Как правило, фонды вкладываются не только в "чистую" оборонку, но и в стартапы, разрабатывающие технологии [потенциально] двой­ного назначения; так, в 2024 году в глобальный топ направлений для инвестиций оборонного венчура вошли ИИ ($ 12 млрд), системы связи ($ 4 млрд), автономные системы ($ 4 млрд), ВИЭ нового поколения ($ 3 млрд) и биотехнологии ($ 2 млрд).
Венчурные инвестиции в оборонные технологии в США, 2014−2024 гг.
Глобальные венчурные инвестиции в технологические направления, связанные с обороной, 2014−2024 гг., $ млрд
Российский вопрос
Что касается российского венчура, в прошлом году он немного воспрял после катастрофического провала 2023 года и, по оценкам Агентства инноваций Москвы, показал рост на 46 %, до $ 179 млн (что по-прежнему в четыре с лишним раза меньше, чем, скажем, в 2020‑м, но все-таки). Как ни странно, он движется в русле общемировых тенденций: российские фонды начали активнее инвестировать в стартапы более поздних стадий, в том числе на стадии preIPO (чему, конечно же, отдельно способствует высокая стоимость денег в стране); больше половины российских технологических стартапов, привлекших венчурные деньги в 2024 году, связаны с ИИ и машинным обучением.
Количество сделок по типам инвестиций
Общий объем венчурных инвестиций в России, $ млн
Но, как водится, есть нюанс.
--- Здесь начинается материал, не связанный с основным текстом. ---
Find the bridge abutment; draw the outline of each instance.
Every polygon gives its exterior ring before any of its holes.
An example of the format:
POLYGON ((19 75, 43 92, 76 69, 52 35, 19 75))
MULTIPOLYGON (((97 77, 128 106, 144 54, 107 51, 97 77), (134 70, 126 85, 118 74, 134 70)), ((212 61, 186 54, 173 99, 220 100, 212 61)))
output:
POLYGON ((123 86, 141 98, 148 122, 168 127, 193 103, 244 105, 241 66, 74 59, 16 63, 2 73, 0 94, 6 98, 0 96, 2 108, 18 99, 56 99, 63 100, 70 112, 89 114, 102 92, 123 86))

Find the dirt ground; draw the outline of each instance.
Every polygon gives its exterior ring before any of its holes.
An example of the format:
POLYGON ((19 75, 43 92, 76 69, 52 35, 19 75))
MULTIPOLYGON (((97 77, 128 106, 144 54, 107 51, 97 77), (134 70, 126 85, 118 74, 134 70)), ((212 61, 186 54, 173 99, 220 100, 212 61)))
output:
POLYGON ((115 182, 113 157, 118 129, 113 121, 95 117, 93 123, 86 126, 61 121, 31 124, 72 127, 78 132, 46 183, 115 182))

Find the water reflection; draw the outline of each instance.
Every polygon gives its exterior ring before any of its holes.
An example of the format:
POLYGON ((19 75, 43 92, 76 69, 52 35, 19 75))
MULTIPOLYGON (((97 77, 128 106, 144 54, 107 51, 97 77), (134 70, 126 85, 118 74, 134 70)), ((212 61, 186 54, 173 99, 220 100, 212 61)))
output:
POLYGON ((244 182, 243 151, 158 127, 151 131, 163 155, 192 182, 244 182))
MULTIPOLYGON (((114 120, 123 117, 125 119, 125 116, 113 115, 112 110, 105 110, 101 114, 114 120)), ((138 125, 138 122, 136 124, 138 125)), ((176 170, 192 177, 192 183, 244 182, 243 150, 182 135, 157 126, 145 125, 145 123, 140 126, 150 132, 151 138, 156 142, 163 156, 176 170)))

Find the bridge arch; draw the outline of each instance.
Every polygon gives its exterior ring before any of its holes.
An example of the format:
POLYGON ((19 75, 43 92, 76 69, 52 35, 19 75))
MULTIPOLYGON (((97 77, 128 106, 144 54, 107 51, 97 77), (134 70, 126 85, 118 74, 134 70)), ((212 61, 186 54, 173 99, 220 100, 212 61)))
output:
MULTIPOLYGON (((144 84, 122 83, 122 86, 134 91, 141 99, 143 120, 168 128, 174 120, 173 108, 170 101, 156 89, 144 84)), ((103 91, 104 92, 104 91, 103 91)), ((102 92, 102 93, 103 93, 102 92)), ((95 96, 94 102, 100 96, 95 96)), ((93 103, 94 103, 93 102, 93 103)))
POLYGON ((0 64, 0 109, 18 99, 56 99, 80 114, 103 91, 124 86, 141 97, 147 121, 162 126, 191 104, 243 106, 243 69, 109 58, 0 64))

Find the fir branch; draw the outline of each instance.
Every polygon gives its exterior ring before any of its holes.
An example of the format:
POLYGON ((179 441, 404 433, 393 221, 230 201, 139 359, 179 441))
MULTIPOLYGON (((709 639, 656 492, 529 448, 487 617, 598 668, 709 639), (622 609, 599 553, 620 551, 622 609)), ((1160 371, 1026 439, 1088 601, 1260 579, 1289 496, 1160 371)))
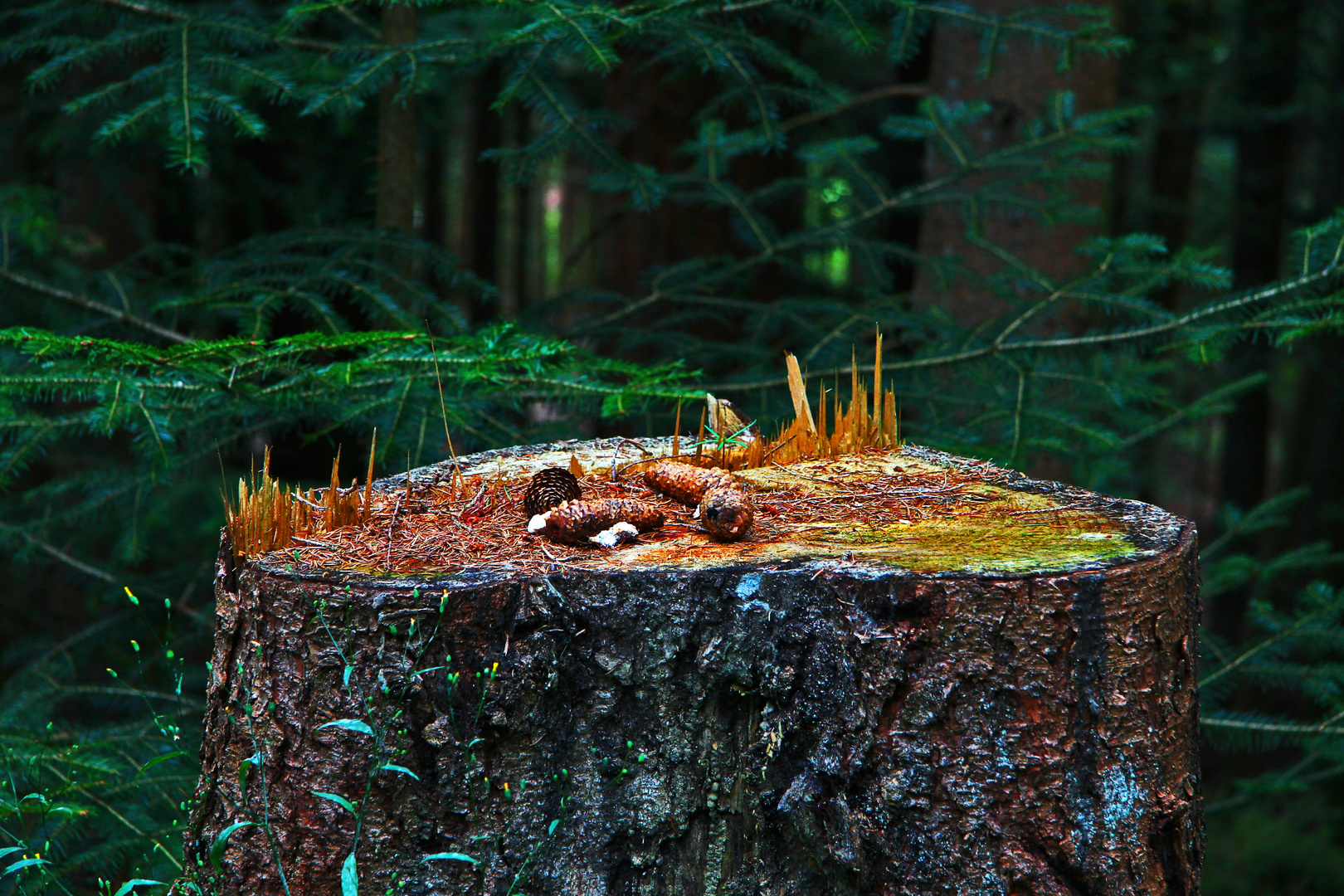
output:
POLYGON ((160 326, 159 324, 155 324, 153 321, 148 321, 148 320, 145 320, 142 317, 137 317, 136 314, 132 314, 126 309, 118 310, 118 309, 113 308, 112 305, 105 305, 105 304, 102 304, 102 302, 99 302, 97 300, 91 300, 91 298, 87 298, 87 297, 83 297, 83 296, 75 296, 71 292, 67 292, 67 290, 63 290, 63 289, 58 289, 55 286, 51 286, 50 283, 43 283, 40 281, 32 279, 30 277, 24 277, 22 274, 15 274, 15 273, 12 273, 9 270, 0 270, 0 278, 7 279, 11 283, 13 283, 15 286, 22 286, 23 289, 31 290, 34 293, 39 293, 42 296, 47 296, 50 298, 55 298, 55 300, 59 300, 62 302, 67 302, 70 305, 77 305, 79 308, 90 310, 90 312, 97 312, 99 314, 103 314, 105 317, 110 317, 110 318, 113 318, 116 321, 126 324, 128 326, 134 326, 136 329, 141 329, 141 330, 144 330, 146 333, 151 333, 153 336, 157 336, 160 339, 165 339, 169 343, 184 344, 184 343, 194 343, 194 341, 196 341, 191 336, 185 336, 184 333, 179 333, 176 330, 168 329, 167 326, 160 326))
И касается он, как ни странно, государственных венчурных фондов: их активность в России в последние пару лет остается крайне низкой (по данным Агентства инноваций Москвы, в 2023−2024 годах объемы инвестиций со стороны госфондов оставались на уровне $ 4 млн в год [ср.: в 2021 году — ​$ 165 млн, в 2022‑м — ​$ 232 млн]); количество публичных сделок с участием государственного венчура тоже крайне невелико (14 сделок в 2024 году).
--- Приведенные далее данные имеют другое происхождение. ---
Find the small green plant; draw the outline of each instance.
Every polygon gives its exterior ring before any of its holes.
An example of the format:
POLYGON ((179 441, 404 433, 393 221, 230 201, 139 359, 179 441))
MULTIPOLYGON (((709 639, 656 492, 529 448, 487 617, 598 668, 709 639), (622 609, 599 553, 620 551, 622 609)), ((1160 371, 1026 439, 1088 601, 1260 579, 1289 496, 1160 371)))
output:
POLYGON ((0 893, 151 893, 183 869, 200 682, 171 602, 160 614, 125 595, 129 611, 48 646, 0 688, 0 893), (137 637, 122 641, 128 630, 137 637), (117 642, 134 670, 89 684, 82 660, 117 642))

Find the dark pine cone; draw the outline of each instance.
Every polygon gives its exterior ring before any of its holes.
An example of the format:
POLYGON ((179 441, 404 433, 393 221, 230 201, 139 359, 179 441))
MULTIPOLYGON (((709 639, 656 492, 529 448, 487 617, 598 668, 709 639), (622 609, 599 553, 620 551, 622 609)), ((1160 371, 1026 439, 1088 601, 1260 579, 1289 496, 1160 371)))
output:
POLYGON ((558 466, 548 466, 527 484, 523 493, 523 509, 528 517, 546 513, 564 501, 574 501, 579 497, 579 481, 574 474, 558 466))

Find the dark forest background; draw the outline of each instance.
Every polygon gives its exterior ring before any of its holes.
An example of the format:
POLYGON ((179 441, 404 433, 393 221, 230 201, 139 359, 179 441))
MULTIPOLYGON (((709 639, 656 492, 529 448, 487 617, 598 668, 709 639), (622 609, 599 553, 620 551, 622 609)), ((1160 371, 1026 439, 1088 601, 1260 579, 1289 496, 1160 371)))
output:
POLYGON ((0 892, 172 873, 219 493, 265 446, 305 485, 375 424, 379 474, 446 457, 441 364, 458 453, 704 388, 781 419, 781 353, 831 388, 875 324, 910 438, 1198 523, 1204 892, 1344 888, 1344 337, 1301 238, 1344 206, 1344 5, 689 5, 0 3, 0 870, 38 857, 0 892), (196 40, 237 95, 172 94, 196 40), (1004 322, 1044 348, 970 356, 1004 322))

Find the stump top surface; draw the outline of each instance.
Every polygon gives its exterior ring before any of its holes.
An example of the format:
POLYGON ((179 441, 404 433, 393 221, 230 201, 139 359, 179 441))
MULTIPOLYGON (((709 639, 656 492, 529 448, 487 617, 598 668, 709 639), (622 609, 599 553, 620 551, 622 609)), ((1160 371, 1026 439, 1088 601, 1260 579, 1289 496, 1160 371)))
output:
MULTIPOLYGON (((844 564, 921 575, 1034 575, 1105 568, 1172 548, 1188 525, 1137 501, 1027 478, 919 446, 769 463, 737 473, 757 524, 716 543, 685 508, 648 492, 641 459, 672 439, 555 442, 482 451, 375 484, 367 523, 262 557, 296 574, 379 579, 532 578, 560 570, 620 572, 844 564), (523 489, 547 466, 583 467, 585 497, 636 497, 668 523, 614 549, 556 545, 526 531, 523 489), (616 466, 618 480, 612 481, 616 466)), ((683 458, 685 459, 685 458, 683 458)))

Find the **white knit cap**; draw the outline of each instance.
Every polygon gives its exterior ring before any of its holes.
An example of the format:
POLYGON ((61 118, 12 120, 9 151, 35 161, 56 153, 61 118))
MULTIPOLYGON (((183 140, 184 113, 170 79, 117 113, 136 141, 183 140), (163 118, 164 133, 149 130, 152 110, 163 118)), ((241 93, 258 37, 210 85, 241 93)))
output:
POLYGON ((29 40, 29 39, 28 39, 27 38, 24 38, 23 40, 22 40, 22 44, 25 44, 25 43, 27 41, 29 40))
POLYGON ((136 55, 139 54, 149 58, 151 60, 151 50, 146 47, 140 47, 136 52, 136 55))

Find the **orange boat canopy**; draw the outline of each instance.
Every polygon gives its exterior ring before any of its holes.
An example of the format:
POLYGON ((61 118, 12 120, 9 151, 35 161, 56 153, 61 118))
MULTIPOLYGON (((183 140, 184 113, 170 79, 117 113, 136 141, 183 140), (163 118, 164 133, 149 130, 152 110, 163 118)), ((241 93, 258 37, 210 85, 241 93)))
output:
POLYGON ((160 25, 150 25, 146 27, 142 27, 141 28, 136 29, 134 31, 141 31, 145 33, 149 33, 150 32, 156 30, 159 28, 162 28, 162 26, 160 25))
Понятно, что это следствие затянувшейся на пять лет реформы институтов развития, но с учетом того, что большинство стран — ​научно-­технологических лидеров уже реформировали госвенчур под задачи развития критических технологий и наращивают его объемы (в том числе под ВПК), вопрос о форматах и направлениях работы российских госфондов, связанных с технологиями, должен бы вой­ти в фазу обострения.
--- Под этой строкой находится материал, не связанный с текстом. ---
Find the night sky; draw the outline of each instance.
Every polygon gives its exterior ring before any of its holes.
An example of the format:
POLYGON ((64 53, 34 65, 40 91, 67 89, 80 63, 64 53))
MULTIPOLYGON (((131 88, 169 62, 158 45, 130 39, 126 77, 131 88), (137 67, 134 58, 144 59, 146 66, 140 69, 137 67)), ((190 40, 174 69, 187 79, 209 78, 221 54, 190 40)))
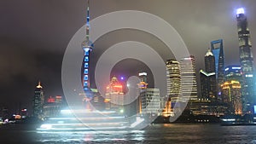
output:
MULTIPOLYGON (((255 0, 91 0, 90 8, 91 19, 116 10, 141 10, 161 17, 183 38, 199 70, 204 68, 210 42, 220 38, 224 39, 225 65, 239 64, 236 9, 241 7, 245 8, 256 55, 255 0)), ((84 25, 85 15, 85 0, 0 2, 0 108, 30 108, 38 80, 45 96, 63 95, 63 55, 72 37, 84 25)), ((150 45, 163 59, 173 58, 157 37, 123 30, 108 33, 95 43, 94 61, 101 50, 126 40, 150 45)))

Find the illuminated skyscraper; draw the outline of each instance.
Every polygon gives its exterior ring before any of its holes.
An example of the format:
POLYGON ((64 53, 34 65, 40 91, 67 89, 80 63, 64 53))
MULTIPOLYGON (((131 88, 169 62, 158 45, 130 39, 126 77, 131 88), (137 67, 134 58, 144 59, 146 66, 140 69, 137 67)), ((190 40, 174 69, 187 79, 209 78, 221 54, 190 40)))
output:
POLYGON ((181 94, 181 75, 179 62, 176 60, 166 61, 167 96, 172 102, 177 102, 181 94))
POLYGON ((215 74, 215 58, 211 49, 208 49, 205 55, 206 72, 200 71, 201 89, 202 100, 216 101, 216 74, 215 74))
POLYGON ((43 117, 43 106, 44 104, 44 95, 43 87, 41 86, 40 81, 38 85, 36 87, 35 95, 33 98, 33 116, 41 118, 43 117))
POLYGON ((104 102, 106 110, 113 110, 117 112, 124 111, 124 89, 116 77, 113 77, 110 84, 107 86, 104 102))
POLYGON ((236 11, 239 56, 242 72, 241 95, 243 98, 244 112, 252 111, 255 104, 254 84, 253 84, 253 58, 250 32, 247 27, 247 16, 243 9, 236 11))
POLYGON ((181 85, 183 101, 197 100, 197 84, 195 75, 195 57, 190 55, 181 60, 181 85))
POLYGON ((227 66, 225 67, 226 81, 236 80, 241 84, 241 70, 240 66, 227 66))
POLYGON ((138 75, 141 80, 141 82, 138 84, 139 89, 147 89, 148 85, 148 84, 147 83, 147 72, 140 72, 138 75))
POLYGON ((208 49, 205 55, 205 67, 206 72, 208 73, 216 72, 215 68, 215 57, 211 49, 208 49))
POLYGON ((216 76, 215 72, 207 73, 200 71, 201 100, 216 101, 216 76))
POLYGON ((142 112, 143 114, 158 115, 160 112, 160 89, 148 88, 141 92, 142 112))
POLYGON ((223 50, 223 40, 218 39, 211 42, 211 50, 215 57, 215 73, 217 79, 217 93, 221 95, 221 84, 224 82, 224 57, 223 50))
POLYGON ((93 43, 90 41, 90 14, 89 14, 89 0, 87 5, 87 17, 86 17, 86 28, 85 28, 85 40, 82 43, 82 49, 84 50, 84 60, 82 65, 82 84, 85 93, 84 100, 90 101, 92 98, 92 93, 90 87, 90 53, 93 49, 93 43))
POLYGON ((235 80, 227 81, 221 85, 221 88, 222 100, 230 107, 230 112, 241 114, 242 104, 240 83, 235 80))

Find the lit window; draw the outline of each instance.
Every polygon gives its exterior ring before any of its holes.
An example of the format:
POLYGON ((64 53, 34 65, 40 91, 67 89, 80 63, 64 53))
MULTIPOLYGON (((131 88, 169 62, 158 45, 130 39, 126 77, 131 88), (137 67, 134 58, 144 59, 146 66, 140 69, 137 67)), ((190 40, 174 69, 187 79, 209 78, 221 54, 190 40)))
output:
POLYGON ((87 68, 84 69, 84 74, 88 74, 88 69, 87 69, 87 68))
POLYGON ((87 87, 87 86, 88 86, 88 82, 84 82, 84 87, 87 87))
POLYGON ((84 61, 89 61, 89 56, 84 56, 84 61))
POLYGON ((89 49, 88 50, 85 50, 85 55, 89 55, 89 49))
POLYGON ((84 80, 88 80, 88 75, 84 75, 84 80))
POLYGON ((88 67, 88 66, 89 66, 88 62, 85 62, 85 63, 84 63, 84 67, 88 67))

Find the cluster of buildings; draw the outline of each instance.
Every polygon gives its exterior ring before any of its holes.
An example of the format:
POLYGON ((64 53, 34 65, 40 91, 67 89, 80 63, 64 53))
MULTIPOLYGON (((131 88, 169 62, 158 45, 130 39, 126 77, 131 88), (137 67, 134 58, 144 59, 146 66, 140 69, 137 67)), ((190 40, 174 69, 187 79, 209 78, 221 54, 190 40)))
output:
MULTIPOLYGON (((253 112, 256 103, 253 60, 250 32, 242 9, 237 9, 236 14, 240 65, 225 66, 223 40, 212 41, 211 48, 206 50, 205 69, 199 72, 196 72, 193 55, 166 60, 166 95, 160 95, 160 89, 157 88, 148 88, 147 72, 138 73, 140 83, 137 84, 137 89, 140 93, 130 104, 124 103, 127 85, 116 77, 111 78, 103 95, 90 86, 90 54, 94 45, 89 40, 89 7, 87 11, 86 39, 82 43, 84 56, 81 81, 84 91, 83 100, 90 103, 87 106, 92 107, 86 108, 114 111, 127 116, 149 114, 172 117, 179 108, 182 111, 184 106, 185 110, 193 115, 219 117, 253 112), (200 73, 200 78, 196 78, 197 72, 200 73), (201 95, 196 79, 201 81, 201 95)), ((43 88, 38 84, 33 100, 33 115, 53 116, 61 107, 61 96, 49 97, 44 101, 43 88)))
POLYGON ((55 117, 59 114, 64 106, 64 98, 61 95, 49 96, 46 99, 41 83, 38 82, 34 91, 32 116, 39 119, 55 117))
MULTIPOLYGON (((223 40, 211 42, 205 55, 205 69, 200 70, 201 91, 196 92, 195 57, 166 61, 169 104, 183 102, 186 91, 190 93, 187 105, 194 115, 222 116, 250 114, 254 112, 255 82, 250 32, 243 9, 236 14, 240 65, 224 65, 223 40), (186 64, 185 60, 189 61, 186 64), (190 66, 192 65, 192 66, 190 66), (189 68, 186 69, 185 67, 189 68), (186 89, 186 79, 190 78, 190 89, 186 89), (181 96, 180 96, 181 95, 181 96)), ((171 110, 173 107, 171 106, 171 110)))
Дополнительную остроту ему придаст тот факт, что мощность российской «инновационной экосистемы» сегодня, прямо скажем, невелика, и даже если сделать скидку на то, что данные о России неполны и противоречивы, разрыв по количеству стартапов все равно составляет от нескольких раз (ср. с Францией и Германией) до сотни раз, а по общему объему аккумулированных в экосистеме денег — ​2−3 порядка.
Количество стартапов в стране и общая стоимость инновационной экосистемы, $ млрд
Какие-то шаги к переопределению места государственных венчурных фондов — ​и, шире, институтов развития — ​в социально-­экономической и технологической политике в России, конечно, уже сделаны.

Во-первых, в декабре 2024 года принято решение о создании специальной рабочей группы Совета по стратегическому развитию и национальным проектам при президенте России — ​она должна курировать деятельность институтов развития, которые будут готовить профильные меры для достижения национальных целей, включая цели, связанные с достижением технологического суверенитета/лидерства.

Во-вторых, ВЭБ. РФ, координирующий работу государственных институтов развития, утвердил технологическое лидерство в качестве одного из приоритетных направлений работы — ​вместе с финансированием крупных инфраструктурных проектов, развитием опорных населенных пунктов и пр. (в соответствии с новой Стратегией развития на 2025−2030 годы, одобренной Правительством России в марте 2025 года).

Но главный вопрос «про пролетарскую суть" — ​как и в каких масштабах должен работать государственный венчур, чтобы обеспечить стране технологическое лидерство/ суверенитет, — пока подвешен в воздухе.